Various classic introductions (Pearl 2012, 1998; Elwert 2013; Morgan and Winship 2015; Rohrer 2018). Notably not recommended on pedagogic grounds (Koller and Friedman 2009).

The dagitty intro is an interactive guide via visualizations. Likewise, the ggdag bias structure vignette shows of the useful explanation diagrams available in ggdag and is also a good introduction to selection bias and causal dags themselves.

Amit Sharma’s tutorial at KDD. See also Causal design patterns for data analysts | Emily Riederer


Pearl’s do calculus

In modern machine learning

Cunning modern nonparametric approaches such as Künzel et al. (2019) are covered in the causality notebook.

Continuously indexed fields

More generally that the typical framing where we have a few distinc varaibles joined by arrows of inference, we might be concerned with continuously indexed random fields.

External validity

See external validity.

Potential outcomes approach

A.k.a. Neyman-Rubin school. See potential outcomes.

Inferring a causal graph from data

Uh oh. You don’t know what causes what? Or specifically, you can’t eliminate a whole bunch of potential causal arrows a priori? Much more work.

Here is a seminar I noticed on this theme, which is also a lightspeed introduction to some difficulties.

Guido Consonni, Objective Bayes Model Selection of Gaussian Essential Graphs with Observational and Interventional Data.

Graphical models based on Directed Acyclic Graphs (DAGs) represent a powerful tool for investigating dependencies among variables. It is well known that one cannot distinguish between DAGs encoding the same set of conditional independencies (Markov equivalent DAGs) using only observational data. However, the space of all DAGs can be partitioned into Markov equivalence classes, each being represented by a unique Essential Graph (EG), also called Completed Partially Directed Graph (CPDAG). In some fields, in particular genomics, one can have both observational and interventional data, the latter being produced after an exogenous perturbation of some variables in the system, or from randomized intervention experiments. Interventions destroy the original causal structure, and modify the Markov property of the underlying DAG, leading to a finer partition of DAGs into equivalence classes, each one being represented by an Interventional Essential Graph (I-EG) (Hauser and Buehlmann). In this talk we consider Bayesian model selection of EGs under the assumption that the variables are jointly Gaussian. In particular, we adopt an objective Bayes approach, based on the notion of fractional Bayes factor, and obtain a closed form expression for the marginal likelihood of an EG. Next we construct a Markov chain to explore the EG space under a sparsity constraint, and propose an MCMC algorithm to approximate the posterior distribution over the space of EGs. Our methodology, which we name Objective Bayes Essential graph Search (OBES), allows to evaluate the inferential uncertainty associated to any features of interest, for instance the posterior probability of edge inclusion. An extension of OBES to deal simultaneously with observational and interventional data is also presented: this involves suitable modifications of the likelihood and prior, as well as of the MCMC algorithm.

Causal time series

As with other time series methods, has its own issues.

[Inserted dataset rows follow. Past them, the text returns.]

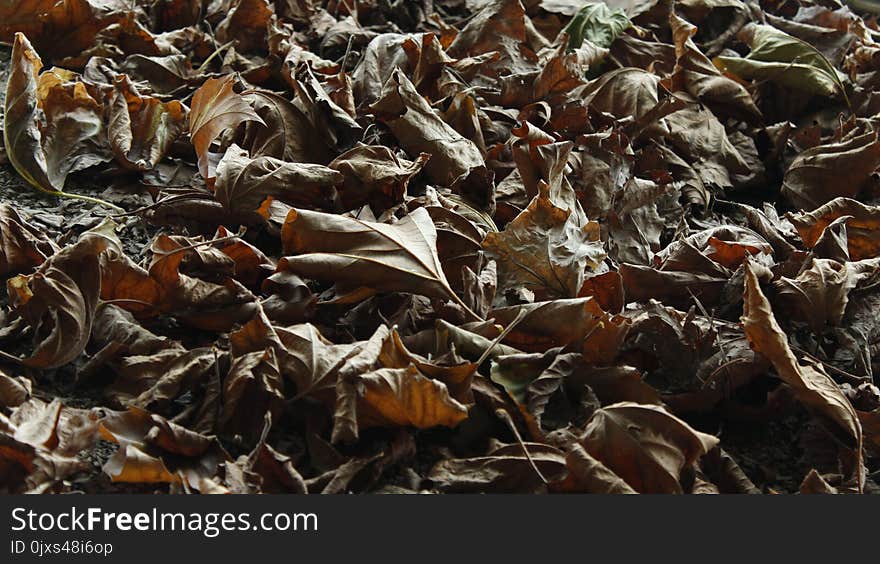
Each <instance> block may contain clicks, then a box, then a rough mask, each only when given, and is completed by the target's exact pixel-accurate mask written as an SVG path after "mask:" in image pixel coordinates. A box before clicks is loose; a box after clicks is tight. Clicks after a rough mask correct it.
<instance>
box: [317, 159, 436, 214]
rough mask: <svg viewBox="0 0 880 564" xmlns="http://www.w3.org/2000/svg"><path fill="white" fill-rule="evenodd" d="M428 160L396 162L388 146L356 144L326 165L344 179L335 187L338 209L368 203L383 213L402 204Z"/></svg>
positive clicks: (357, 207) (346, 208) (351, 206)
mask: <svg viewBox="0 0 880 564" xmlns="http://www.w3.org/2000/svg"><path fill="white" fill-rule="evenodd" d="M430 158H431V156H430V155H428V154H426V153H423V154H421V155H418V158H417V159H416V160H415V161H412V162H410V161H407V160H405V159H398V158H397V155H395V154H394V153H393V152H392V151H391V150H390V149H388V148H387V147H382V146H375V145H358V146H357V147H355V148H353V149H351V150H348V151H346V152H345V153H343V154H341V155H339V156H338V157H336V158H335V159H333V162H331V163H330V164H329V165H328V166H329V167H330V168H332V169H333V170H336V171H339V172H340V173H341V174H342V176H343V178H344V180H343V182H342V185H341V186H340V187H339V188H338V191H339V208H340V209H341V210H342V211H348V210H353V209H356V208H359V207H361V206H363V205H366V204H370V205H372V206H373V208H374V209H377V210H380V209H381V210H384V209H388V208H390V207H392V206H394V205H396V204H399V203H402V202H403V200H404V194H406V188H407V185H408V184H409V181H410V179H411V178H412V177H413V176H415V175H416V174H418V173H419V171H421V170H422V168H423V167H424V166H425V163H427V162H428V161H429V160H430Z"/></svg>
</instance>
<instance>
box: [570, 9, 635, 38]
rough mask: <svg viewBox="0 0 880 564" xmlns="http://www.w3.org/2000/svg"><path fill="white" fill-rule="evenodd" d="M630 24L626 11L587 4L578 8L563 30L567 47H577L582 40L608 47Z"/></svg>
mask: <svg viewBox="0 0 880 564" xmlns="http://www.w3.org/2000/svg"><path fill="white" fill-rule="evenodd" d="M630 25H632V24H631V23H630V21H629V18H628V17H626V12H624V11H623V10H620V9H617V8H609V7H608V6H607V5H605V4H601V3H599V4H588V5H586V6H584V7H583V8H581V9H580V10H578V13H577V14H575V16H574V17H573V18H572V20H571V22H569V24H568V26H566V28H565V32H566V33H568V48H569V49H577V48H578V47H580V46H581V45H582V44H583V42H584V40H585V39H586V40H589V41H590V42H592V43H594V44H595V45H597V46H598V47H604V48H608V47H610V46H611V44H612V43H613V42H614V40H615V39H617V36H619V35H620V34H621V33H623V31H624V30H625V29H626V28H628V27H629V26H630Z"/></svg>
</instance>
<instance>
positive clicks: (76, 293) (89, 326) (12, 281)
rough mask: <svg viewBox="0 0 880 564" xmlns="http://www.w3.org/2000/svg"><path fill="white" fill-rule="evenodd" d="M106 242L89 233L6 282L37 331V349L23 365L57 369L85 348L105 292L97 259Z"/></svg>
mask: <svg viewBox="0 0 880 564" xmlns="http://www.w3.org/2000/svg"><path fill="white" fill-rule="evenodd" d="M107 244H108V243H107V240H106V239H105V238H104V237H102V236H100V235H97V234H95V233H86V234H85V235H84V236H83V237H82V238H81V239H80V240H79V241H78V242H77V243H76V244H75V245H72V246H70V247H67V248H65V249H62V250H61V251H59V252H58V253H56V254H55V255H53V256H52V257H50V258H49V259H48V260H47V261H46V262H44V263H43V265H42V266H40V268H39V269H37V271H36V272H34V273H33V274H29V275H19V276H16V277H14V278H11V279H9V280H7V282H6V288H7V292H8V293H9V299H10V303H12V304H13V305H14V307H15V309H16V311H17V312H18V314H19V315H21V317H22V318H23V319H24V320H25V321H27V323H28V324H29V325H30V326H31V327H32V328H33V331H34V350H33V352H32V353H31V355H30V356H29V357H27V358H23V359H21V362H22V363H23V364H25V365H28V366H33V367H37V368H55V367H58V366H61V365H63V364H67V363H68V362H70V361H71V360H73V359H74V358H76V357H77V356H79V354H80V353H81V352H82V351H83V349H85V347H86V344H87V343H88V341H89V335H90V334H91V330H92V320H93V319H94V316H95V308H96V307H97V305H98V298H99V296H100V292H101V272H100V268H99V259H98V255H99V254H100V253H101V252H102V251H103V250H104V249H106V248H107Z"/></svg>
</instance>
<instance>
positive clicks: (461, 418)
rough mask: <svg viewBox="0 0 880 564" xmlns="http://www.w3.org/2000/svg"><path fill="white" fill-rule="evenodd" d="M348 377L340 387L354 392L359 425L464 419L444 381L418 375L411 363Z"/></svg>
mask: <svg viewBox="0 0 880 564" xmlns="http://www.w3.org/2000/svg"><path fill="white" fill-rule="evenodd" d="M350 378H351V382H346V384H347V385H345V386H343V387H342V389H343V390H345V391H346V392H348V391H351V392H353V393H355V394H357V421H358V427H359V428H367V427H373V426H387V425H398V426H407V425H411V426H413V427H416V428H419V429H428V428H431V427H437V426H439V425H442V426H445V427H455V426H456V425H458V424H459V423H461V422H462V421H464V420H465V419H467V414H468V410H467V407H465V406H464V405H462V404H461V403H459V402H458V401H456V400H454V399H453V398H451V397H450V396H449V390H448V389H447V387H446V385H445V384H443V383H442V382H439V381H437V380H433V379H431V378H426V377H425V376H422V374H421V373H420V372H419V370H418V369H417V368H416V367H415V366H409V367H407V368H381V369H379V370H376V371H373V372H369V373H367V374H362V375H352V376H351V377H350ZM340 401H346V400H345V398H340Z"/></svg>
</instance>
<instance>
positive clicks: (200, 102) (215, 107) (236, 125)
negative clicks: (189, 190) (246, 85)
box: [189, 74, 265, 179]
mask: <svg viewBox="0 0 880 564" xmlns="http://www.w3.org/2000/svg"><path fill="white" fill-rule="evenodd" d="M234 85H235V76H233V75H231V74H230V75H226V76H224V77H223V78H209V79H208V80H206V81H205V83H204V84H202V86H201V87H200V88H199V89H198V90H196V92H195V94H193V99H192V110H191V111H190V113H189V135H190V138H191V139H192V143H193V147H194V148H195V150H196V155H197V156H198V158H199V172H200V173H202V176H203V177H204V178H205V179H208V178H213V177H214V169H213V166H211V164H210V158H209V156H208V151H209V149H210V148H211V143H213V142H214V140H215V139H217V137H219V136H220V134H221V133H223V132H224V131H226V130H227V129H229V128H231V127H235V126H237V125H238V124H240V123H242V122H246V121H255V122H257V123H260V124H263V125H265V123H264V122H263V120H262V118H260V116H259V115H257V113H256V112H255V111H254V109H253V108H252V107H251V106H250V104H248V103H247V100H245V99H244V98H243V97H242V95H241V94H239V93H237V92H235V91H234V90H233V86H234Z"/></svg>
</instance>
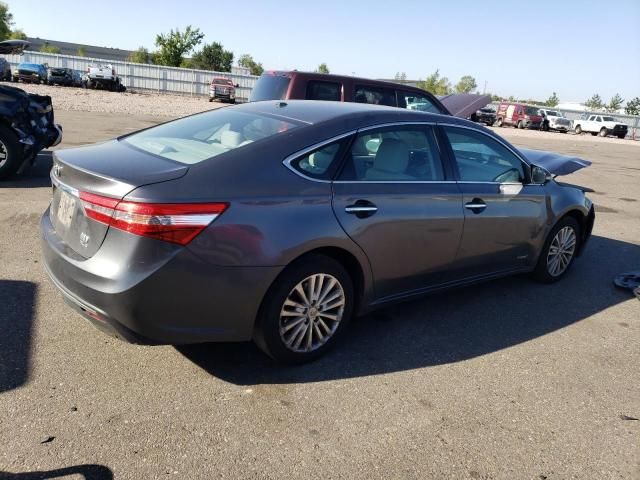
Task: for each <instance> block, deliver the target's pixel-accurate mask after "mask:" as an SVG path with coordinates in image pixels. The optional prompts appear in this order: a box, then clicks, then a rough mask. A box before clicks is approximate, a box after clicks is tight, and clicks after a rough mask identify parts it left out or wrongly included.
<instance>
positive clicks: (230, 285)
mask: <svg viewBox="0 0 640 480" xmlns="http://www.w3.org/2000/svg"><path fill="white" fill-rule="evenodd" d="M40 226H41V235H42V251H43V256H44V264H45V268H46V271H47V273H48V274H49V276H50V277H51V279H52V281H53V283H54V285H55V286H56V287H58V289H59V290H60V291H61V292H62V293H63V295H64V298H65V301H66V302H67V303H68V304H69V305H70V306H71V307H72V308H73V309H74V310H75V311H76V312H78V313H79V314H80V315H82V316H83V317H84V318H85V319H87V320H89V321H90V322H91V323H92V324H93V325H95V326H97V327H98V328H100V329H101V330H103V331H105V332H108V333H110V334H111V335H114V336H117V337H119V338H121V339H123V340H126V341H129V342H132V343H142V344H185V343H199V342H211V341H245V340H250V339H251V337H252V335H253V326H254V322H255V318H256V316H257V313H258V309H259V307H260V304H261V302H262V299H263V297H264V294H265V292H266V291H267V289H268V288H269V286H270V285H271V283H272V282H273V280H274V279H275V278H276V276H277V275H278V274H279V273H280V271H281V267H220V266H215V265H211V264H209V263H207V262H206V261H204V260H202V259H201V258H200V257H198V256H196V255H195V254H194V253H192V252H191V251H190V250H189V249H188V248H183V247H177V246H173V245H171V246H168V245H165V244H164V243H163V242H160V241H157V240H153V239H146V238H138V237H134V236H133V235H131V234H128V233H125V232H120V231H117V230H114V231H109V233H108V234H107V238H106V239H105V240H104V243H103V246H102V247H101V249H100V250H99V251H98V253H96V254H95V255H94V256H93V257H91V258H90V259H87V260H84V259H81V258H80V259H77V258H73V257H72V256H70V255H67V254H66V253H65V249H67V248H68V247H66V245H65V244H64V243H62V242H61V241H60V239H59V237H58V236H57V235H56V233H55V231H54V229H53V226H52V224H51V221H50V220H49V211H48V210H47V212H45V214H44V215H43V217H42V220H41V225H40ZM124 236H128V237H133V238H132V239H131V241H130V242H129V243H130V244H134V243H135V246H130V245H127V244H126V243H124V244H123V241H126V240H127V238H126V237H124ZM109 243H110V244H111V245H109ZM154 249H155V251H154ZM117 250H120V254H119V255H118V256H114V255H113V254H112V253H113V252H114V251H117ZM150 256H152V257H154V259H155V260H154V259H151V258H149V257H150ZM158 256H160V257H162V259H161V260H158V259H157V257H158ZM145 257H146V260H145ZM114 263H118V264H119V265H114Z"/></svg>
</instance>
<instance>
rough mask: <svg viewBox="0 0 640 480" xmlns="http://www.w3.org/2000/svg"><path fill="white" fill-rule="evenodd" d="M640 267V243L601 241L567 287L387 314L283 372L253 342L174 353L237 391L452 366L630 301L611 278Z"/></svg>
mask: <svg viewBox="0 0 640 480" xmlns="http://www.w3.org/2000/svg"><path fill="white" fill-rule="evenodd" d="M639 267H640V246H638V245H634V244H631V243H626V242H621V241H617V240H612V239H609V238H605V237H598V236H594V237H593V238H592V239H591V240H590V243H589V245H588V246H587V248H586V250H585V252H584V254H583V255H582V257H580V258H579V259H578V260H577V261H576V263H575V264H574V265H573V268H572V270H571V271H570V272H569V273H568V274H567V276H566V277H565V278H564V279H563V280H562V281H560V282H557V283H554V284H552V285H543V284H539V283H536V282H534V281H532V280H531V279H529V278H528V277H527V276H525V275H521V276H516V277H511V278H507V279H502V280H497V281H493V282H487V283H484V284H480V285H476V286H473V287H472V288H462V289H458V290H453V291H449V292H446V293H442V294H437V295H431V296H429V297H425V298H423V299H421V300H417V301H413V302H410V303H404V304H401V305H397V306H393V307H389V308H386V309H385V310H382V311H380V312H378V313H374V314H371V315H367V316H366V317H362V318H359V319H357V320H356V321H354V322H353V323H352V324H351V326H350V328H349V330H348V331H347V332H345V334H346V335H345V337H344V338H343V341H342V342H341V344H340V345H338V346H337V348H335V349H334V350H332V351H331V352H329V353H328V354H327V355H325V356H324V357H322V358H321V359H319V360H318V361H316V362H313V363H311V364H307V365H302V366H296V367H286V366H283V365H279V364H277V363H276V362H274V361H272V360H271V359H269V358H267V357H266V356H265V355H263V354H262V353H261V352H260V351H259V350H258V349H257V348H256V347H255V346H254V345H253V344H252V343H242V344H201V345H190V346H180V347H176V348H177V349H178V351H179V352H181V353H182V354H183V355H184V356H185V357H186V358H188V359H189V360H191V361H192V362H194V363H195V364H197V365H199V366H200V367H201V368H203V369H204V370H206V371H207V372H209V373H210V374H211V375H214V376H216V377H218V378H220V379H222V380H225V381H228V382H231V383H234V384H237V385H254V384H272V383H304V382H317V381H324V380H334V379H341V378H352V377H361V376H367V375H379V374H384V373H390V372H398V371H405V370H410V369H415V368H422V367H428V366H433V365H442V364H447V363H455V362H460V361H463V360H467V359H471V358H474V357H478V356H481V355H486V354H489V353H493V352H496V351H499V350H502V349H505V348H508V347H512V346H514V345H518V344H520V343H523V342H527V341H529V340H532V339H535V338H538V337H541V336H543V335H546V334H549V333H552V332H554V331H556V330H559V329H562V328H565V327H568V326H569V325H571V324H573V323H575V322H579V321H580V320H584V319H586V318H588V317H590V316H591V315H593V314H595V313H598V312H601V311H603V310H606V309H607V308H609V307H612V306H614V305H616V304H619V303H621V302H624V301H626V300H628V299H630V298H632V295H629V293H627V292H625V291H621V290H618V289H616V288H615V287H614V286H613V284H612V278H613V277H614V276H615V275H616V274H619V273H621V272H624V271H628V270H633V269H634V268H639ZM638 307H639V310H640V305H638Z"/></svg>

🏗 find out how Causal impact works. (Based on Brodersen et al. (2015).)

The CausalImpact R package implements an approach to estimating the causal effect of a designed intervention on a time series. For example, how many additional daily clicks were generated by an advertising campaign? Answering a question like this can be difficult when a randomized experiment is not available. The package aims to address this difficulty using a structural Bayesian time-series model to estimate how the response metric might have evolved after the intervention if the intervention had not occurred.

More generally, we might be concerned with continuous time.

Drawing graphical models

See diagramming graphical models.


Many. See, e.g. CausalDiscoveryToolbox, ijmbarr/causalgraphicalmodels: Causal Graphical Models in Python dagR does R. Recent and backed by Microsoft, DoWhy is a python toolbox.

Simpson’s paradox

Simpson’s paradox is an evergreen example of the importance of that causal graph. For a beautiful and clear example see Allen Downey’s Simpson’s Paradox and Age Effects.